# renault scenic



## hopalong (1 Jan 2007)

my 2 year old scenic has just displayed a dash message,change oil soon,i always change my oil every year,but this is my first scenic and if i change the oil+filter will the dash message disappear or has it to go to a renault dealer for an oil change,p.s. the manual says use acea type oil,will any 5w-40 oil be ok


----------



## Guest109 (1 Jan 2007)

i recently got a new renault modus and its a yearly oil change ,synthetic oils used for the modus range probably same for your scenic


----------



## Froggie (1 Jan 2007)

ACEA stands for Association des Constructeurs Europeens d’Automobile. It is a specification for lubricating oils used in petrol and diesel engines. Most oils will have their ACEA rating stated on the back of the container ie ACEA E3/B2. Yes any 5w-40 will do as long as thats what Renault specify.


----------



## hopalong (2 Jan 2007)

anyone know if i change the oil will the dash message clear?


----------



## extopia (2 Jan 2007)

Probably has to be reset by the dealer unfortunately. Ring the dealer and ask.


----------



## hopalong (4 Jan 2007)

asked a mechanic in the renault service bay about oil change,he said he can do privately for 110  euro,i think thats a bit steep?


----------



## comanche (4 Jan 2007)

hopalong said:


> asked a mechanic in the renault service bay about oil change,he said he can do privately for 110  euro,i think thats a bit steep?



Yes tell him to go take a running jump. Quick fit or any of those will change oil, its not a service indicator is it? Its just a change oil indicator?


----------



## hopalong (4 Jan 2007)

yes,just an oil change.by the way ,i managed to turn off the change oil soon light myself,so i will change the oil myself to,in a few weeks.


----------



## pAnTs (27 Aug 2008)

I know this message is really old but does anyone know whether you have to bring a modus to a mechanic to change the oil? thanks


----------



## Bannockburn (27 Aug 2008)

You can reset the "oil change required" warning by doing the following:

* Start engine.

* Highlight the message "oil change required" on the computer.

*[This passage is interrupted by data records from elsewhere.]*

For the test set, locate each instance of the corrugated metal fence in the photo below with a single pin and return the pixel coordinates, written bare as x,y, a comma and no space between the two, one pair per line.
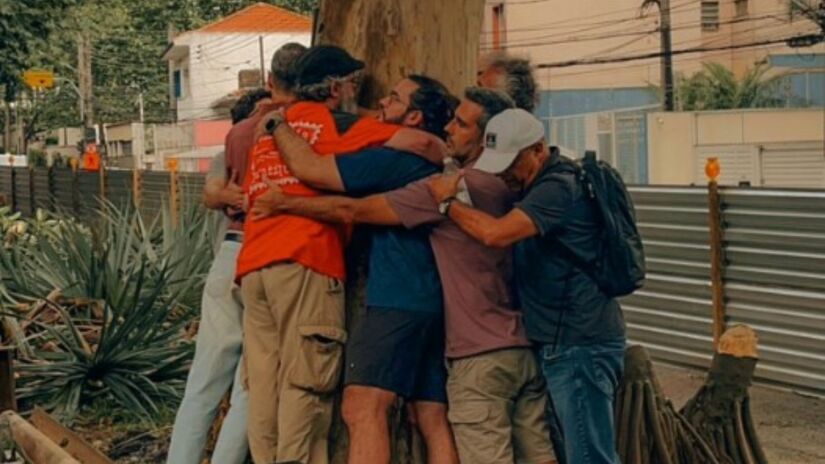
774,242
61,189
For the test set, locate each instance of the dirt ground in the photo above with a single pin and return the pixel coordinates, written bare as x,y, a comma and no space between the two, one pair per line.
790,426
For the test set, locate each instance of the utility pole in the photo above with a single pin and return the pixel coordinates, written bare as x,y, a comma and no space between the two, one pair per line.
7,126
263,69
140,105
667,57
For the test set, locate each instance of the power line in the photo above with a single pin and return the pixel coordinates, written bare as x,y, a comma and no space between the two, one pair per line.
533,41
644,56
705,42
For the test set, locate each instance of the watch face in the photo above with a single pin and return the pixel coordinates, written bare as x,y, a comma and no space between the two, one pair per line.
442,207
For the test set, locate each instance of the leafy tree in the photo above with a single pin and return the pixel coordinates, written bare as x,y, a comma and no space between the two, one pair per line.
716,88
128,39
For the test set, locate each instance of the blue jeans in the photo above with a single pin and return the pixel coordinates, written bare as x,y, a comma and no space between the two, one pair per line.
582,381
215,368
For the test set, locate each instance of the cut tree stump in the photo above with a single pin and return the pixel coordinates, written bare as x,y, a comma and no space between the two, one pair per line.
720,410
36,446
648,428
66,439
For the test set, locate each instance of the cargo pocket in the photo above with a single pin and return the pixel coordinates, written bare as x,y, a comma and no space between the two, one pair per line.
468,412
317,366
474,430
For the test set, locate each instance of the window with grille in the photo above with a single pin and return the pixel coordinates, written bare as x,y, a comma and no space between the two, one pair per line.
710,16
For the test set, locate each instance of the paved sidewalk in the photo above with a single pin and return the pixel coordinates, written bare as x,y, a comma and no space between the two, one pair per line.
791,427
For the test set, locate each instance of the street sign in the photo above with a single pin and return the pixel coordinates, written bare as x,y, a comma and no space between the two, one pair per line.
37,79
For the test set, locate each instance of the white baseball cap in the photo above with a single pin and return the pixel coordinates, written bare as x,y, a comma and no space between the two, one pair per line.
507,134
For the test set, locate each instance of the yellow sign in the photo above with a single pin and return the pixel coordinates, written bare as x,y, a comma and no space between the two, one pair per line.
39,79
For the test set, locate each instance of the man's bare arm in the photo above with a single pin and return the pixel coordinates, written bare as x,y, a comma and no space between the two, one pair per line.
220,193
494,232
374,209
491,231
316,170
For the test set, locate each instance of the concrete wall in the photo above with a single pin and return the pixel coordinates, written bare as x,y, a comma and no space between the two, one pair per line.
678,143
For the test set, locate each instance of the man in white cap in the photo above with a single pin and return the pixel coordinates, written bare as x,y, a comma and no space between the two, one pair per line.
578,330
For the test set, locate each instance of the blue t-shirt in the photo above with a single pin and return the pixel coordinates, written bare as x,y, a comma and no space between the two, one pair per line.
402,272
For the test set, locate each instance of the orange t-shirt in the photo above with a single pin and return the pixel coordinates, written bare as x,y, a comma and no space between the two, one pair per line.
91,160
316,245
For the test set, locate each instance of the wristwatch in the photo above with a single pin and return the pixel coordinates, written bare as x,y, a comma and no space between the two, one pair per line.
444,206
273,123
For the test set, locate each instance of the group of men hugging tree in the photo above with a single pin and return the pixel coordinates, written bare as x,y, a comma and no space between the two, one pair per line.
478,313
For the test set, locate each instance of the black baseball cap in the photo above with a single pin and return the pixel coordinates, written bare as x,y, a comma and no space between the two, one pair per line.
323,61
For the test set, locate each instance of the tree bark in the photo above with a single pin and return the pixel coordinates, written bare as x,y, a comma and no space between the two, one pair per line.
438,38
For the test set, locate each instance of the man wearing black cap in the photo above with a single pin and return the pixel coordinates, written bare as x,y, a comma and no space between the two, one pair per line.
291,268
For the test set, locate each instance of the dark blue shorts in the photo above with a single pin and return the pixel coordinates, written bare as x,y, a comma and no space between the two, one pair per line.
401,351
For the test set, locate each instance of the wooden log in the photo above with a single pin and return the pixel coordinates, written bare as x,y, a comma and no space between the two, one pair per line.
719,411
34,444
739,341
66,439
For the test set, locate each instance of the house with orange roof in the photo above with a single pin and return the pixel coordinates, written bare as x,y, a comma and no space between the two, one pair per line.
225,57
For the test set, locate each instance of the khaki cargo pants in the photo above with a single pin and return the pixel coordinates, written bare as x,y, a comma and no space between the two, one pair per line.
497,409
293,347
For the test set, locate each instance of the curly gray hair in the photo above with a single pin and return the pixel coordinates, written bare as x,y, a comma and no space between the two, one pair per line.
517,78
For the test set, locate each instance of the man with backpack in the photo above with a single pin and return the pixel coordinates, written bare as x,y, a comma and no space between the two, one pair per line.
565,231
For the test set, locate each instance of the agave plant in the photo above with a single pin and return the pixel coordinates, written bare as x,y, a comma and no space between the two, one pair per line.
117,297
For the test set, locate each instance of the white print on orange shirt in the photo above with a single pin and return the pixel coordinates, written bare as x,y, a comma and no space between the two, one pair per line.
270,165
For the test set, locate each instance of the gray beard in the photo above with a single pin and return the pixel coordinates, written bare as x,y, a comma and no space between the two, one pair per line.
349,106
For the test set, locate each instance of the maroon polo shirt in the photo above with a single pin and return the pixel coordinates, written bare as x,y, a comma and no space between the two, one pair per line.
480,314
239,142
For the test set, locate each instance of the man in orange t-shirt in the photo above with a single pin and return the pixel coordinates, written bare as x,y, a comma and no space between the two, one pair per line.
291,268
91,158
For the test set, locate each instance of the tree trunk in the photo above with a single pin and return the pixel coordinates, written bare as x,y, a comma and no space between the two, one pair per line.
438,38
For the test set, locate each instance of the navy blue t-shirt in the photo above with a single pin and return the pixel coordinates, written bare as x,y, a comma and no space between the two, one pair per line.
402,272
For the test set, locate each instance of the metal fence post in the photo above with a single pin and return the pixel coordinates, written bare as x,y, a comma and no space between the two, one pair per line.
75,188
717,254
174,191
12,189
7,398
102,182
137,187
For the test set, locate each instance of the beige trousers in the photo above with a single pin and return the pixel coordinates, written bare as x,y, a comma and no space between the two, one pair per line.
498,407
294,335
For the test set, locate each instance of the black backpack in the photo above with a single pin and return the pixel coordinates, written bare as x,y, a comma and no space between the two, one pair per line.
619,268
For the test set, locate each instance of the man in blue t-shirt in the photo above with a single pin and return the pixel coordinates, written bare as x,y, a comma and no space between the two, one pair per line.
397,350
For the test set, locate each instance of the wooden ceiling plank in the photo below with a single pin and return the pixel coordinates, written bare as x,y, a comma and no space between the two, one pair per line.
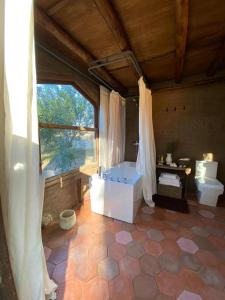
111,18
219,59
62,36
182,12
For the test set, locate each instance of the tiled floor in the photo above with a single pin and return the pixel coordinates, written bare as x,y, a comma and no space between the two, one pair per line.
165,255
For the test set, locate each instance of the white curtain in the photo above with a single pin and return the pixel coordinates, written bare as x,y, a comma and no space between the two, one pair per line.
21,185
116,131
146,161
103,127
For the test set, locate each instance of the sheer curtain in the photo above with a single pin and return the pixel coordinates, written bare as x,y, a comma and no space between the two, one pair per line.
146,161
21,186
116,131
103,127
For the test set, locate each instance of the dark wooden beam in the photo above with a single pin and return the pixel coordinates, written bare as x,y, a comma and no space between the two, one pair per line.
70,43
59,5
111,18
218,61
182,11
109,14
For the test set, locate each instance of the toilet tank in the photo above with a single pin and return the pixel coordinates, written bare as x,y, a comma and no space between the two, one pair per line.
206,168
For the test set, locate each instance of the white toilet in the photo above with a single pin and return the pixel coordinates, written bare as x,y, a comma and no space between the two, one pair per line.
209,188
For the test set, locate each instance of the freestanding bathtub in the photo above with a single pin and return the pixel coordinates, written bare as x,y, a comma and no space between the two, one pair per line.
118,192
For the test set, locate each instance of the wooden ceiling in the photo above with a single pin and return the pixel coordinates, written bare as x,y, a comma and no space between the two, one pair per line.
171,39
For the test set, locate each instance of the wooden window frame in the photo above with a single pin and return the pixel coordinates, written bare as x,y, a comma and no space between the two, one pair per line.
70,127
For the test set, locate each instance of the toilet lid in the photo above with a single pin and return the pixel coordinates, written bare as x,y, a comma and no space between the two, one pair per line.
210,183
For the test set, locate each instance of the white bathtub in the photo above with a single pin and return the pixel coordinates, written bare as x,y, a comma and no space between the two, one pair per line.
118,193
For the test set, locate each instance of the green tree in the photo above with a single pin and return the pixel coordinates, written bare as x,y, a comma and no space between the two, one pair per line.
64,105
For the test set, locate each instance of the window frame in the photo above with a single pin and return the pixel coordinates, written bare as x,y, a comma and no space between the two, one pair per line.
70,127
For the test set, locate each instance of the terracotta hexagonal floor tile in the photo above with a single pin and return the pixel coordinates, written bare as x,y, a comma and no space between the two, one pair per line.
169,284
162,296
148,210
187,245
153,248
79,253
108,268
145,287
192,280
84,229
200,231
139,235
97,252
116,251
207,258
129,266
58,255
72,289
170,262
155,235
214,230
123,237
213,277
206,214
121,288
114,227
170,234
150,265
129,227
96,289
64,271
135,249
218,242
190,261
105,238
99,228
209,293
86,270
204,243
186,232
170,246
186,295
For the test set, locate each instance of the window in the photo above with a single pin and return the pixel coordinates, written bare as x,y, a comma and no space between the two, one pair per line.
67,133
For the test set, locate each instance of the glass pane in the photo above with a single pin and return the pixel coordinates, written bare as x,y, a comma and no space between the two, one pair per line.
63,104
64,150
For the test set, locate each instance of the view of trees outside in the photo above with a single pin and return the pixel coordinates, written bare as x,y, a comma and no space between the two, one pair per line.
62,149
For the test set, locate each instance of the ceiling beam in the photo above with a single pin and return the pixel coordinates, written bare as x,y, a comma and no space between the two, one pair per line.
68,42
58,6
109,14
218,61
182,12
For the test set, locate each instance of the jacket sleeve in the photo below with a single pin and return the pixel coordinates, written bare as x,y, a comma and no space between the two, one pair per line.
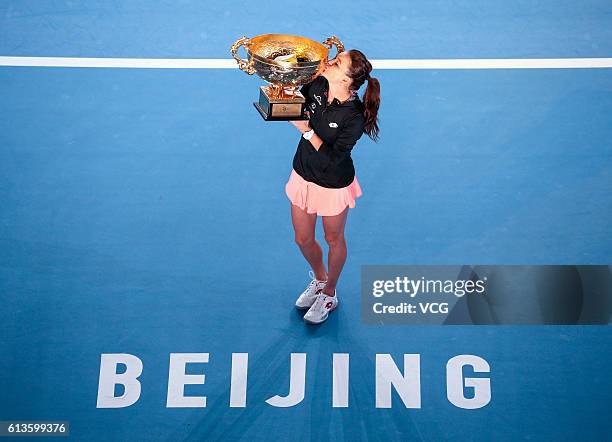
331,154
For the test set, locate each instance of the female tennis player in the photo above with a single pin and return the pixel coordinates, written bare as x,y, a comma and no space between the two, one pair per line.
323,181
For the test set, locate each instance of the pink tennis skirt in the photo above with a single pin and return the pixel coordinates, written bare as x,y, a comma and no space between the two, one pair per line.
321,200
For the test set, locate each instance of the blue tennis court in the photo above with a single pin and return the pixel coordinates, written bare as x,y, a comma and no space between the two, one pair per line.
143,213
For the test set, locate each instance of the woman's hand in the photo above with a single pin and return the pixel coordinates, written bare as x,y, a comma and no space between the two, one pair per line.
302,125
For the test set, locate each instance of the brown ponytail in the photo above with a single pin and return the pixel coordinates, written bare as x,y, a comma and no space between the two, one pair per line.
359,73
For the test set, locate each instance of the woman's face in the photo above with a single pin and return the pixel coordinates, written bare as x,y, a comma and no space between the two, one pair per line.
338,68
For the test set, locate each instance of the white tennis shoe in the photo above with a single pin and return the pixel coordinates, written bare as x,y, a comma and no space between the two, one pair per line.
308,296
321,308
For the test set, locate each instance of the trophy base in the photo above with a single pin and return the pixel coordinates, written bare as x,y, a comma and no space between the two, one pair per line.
286,107
267,117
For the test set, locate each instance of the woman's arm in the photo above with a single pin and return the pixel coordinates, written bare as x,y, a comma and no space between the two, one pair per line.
304,126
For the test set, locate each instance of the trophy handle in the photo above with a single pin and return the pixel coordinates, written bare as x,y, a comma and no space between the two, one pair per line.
333,40
246,66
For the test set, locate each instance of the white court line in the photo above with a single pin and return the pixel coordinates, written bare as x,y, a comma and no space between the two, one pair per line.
222,63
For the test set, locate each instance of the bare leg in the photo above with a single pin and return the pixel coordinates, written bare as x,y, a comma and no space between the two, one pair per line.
304,227
334,235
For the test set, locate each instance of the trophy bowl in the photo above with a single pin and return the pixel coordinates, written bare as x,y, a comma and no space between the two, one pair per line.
286,62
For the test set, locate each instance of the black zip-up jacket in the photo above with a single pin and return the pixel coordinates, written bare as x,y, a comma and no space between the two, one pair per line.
339,125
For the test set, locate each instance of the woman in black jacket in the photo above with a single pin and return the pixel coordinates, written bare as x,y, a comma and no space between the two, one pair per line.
323,181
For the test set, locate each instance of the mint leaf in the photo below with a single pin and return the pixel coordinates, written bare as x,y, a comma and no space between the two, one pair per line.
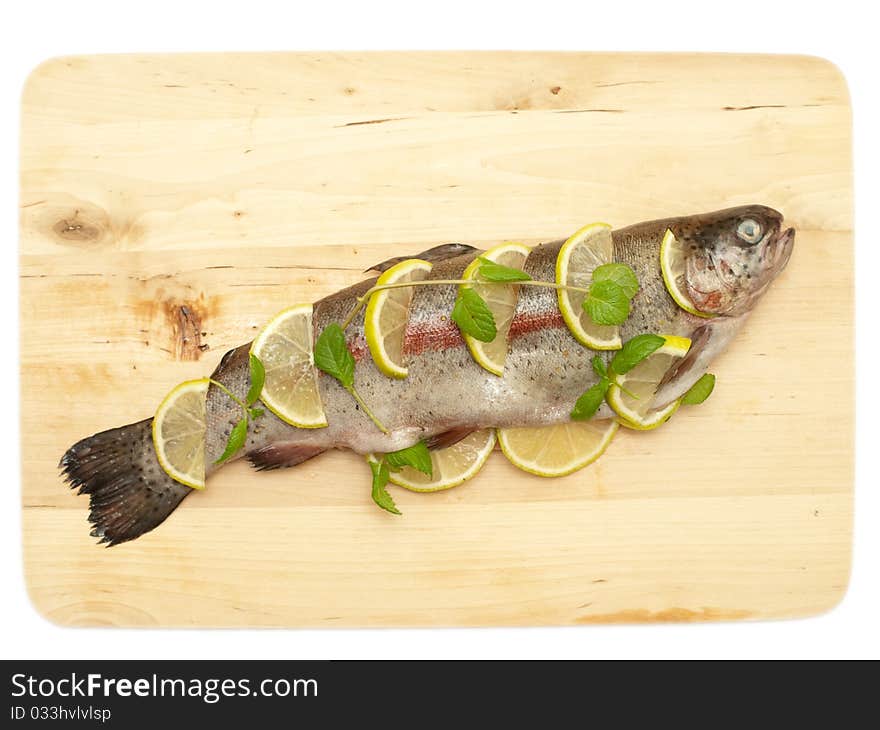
490,271
417,456
587,405
607,303
620,274
473,316
333,356
380,481
699,391
237,436
258,378
634,351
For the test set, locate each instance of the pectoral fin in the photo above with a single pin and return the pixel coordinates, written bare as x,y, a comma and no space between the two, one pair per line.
282,454
447,438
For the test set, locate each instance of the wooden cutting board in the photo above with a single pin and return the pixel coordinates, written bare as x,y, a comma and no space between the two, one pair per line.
172,204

* Then press the computer button on the end of the right hand stalk. Hold button for 30 seconds. This will reset the warning.

Works on a Scenic & Laguna.....should work on a Modus.

Hope that helps.


----------



## Bannockburn (27 Aug 2008)

Sorry Mondeoman, didn't realise you'd already answered this.

"Pants" - see thread 

http://www.askaboutmoney.com/showthread.php?t=60207


----------



## cleverclogs7 (29 Aug 2008)

no idea but i do have a question.will be picking up the same car in a week and need to set up car insurance.may i ask the yearly rate and with what company.


----------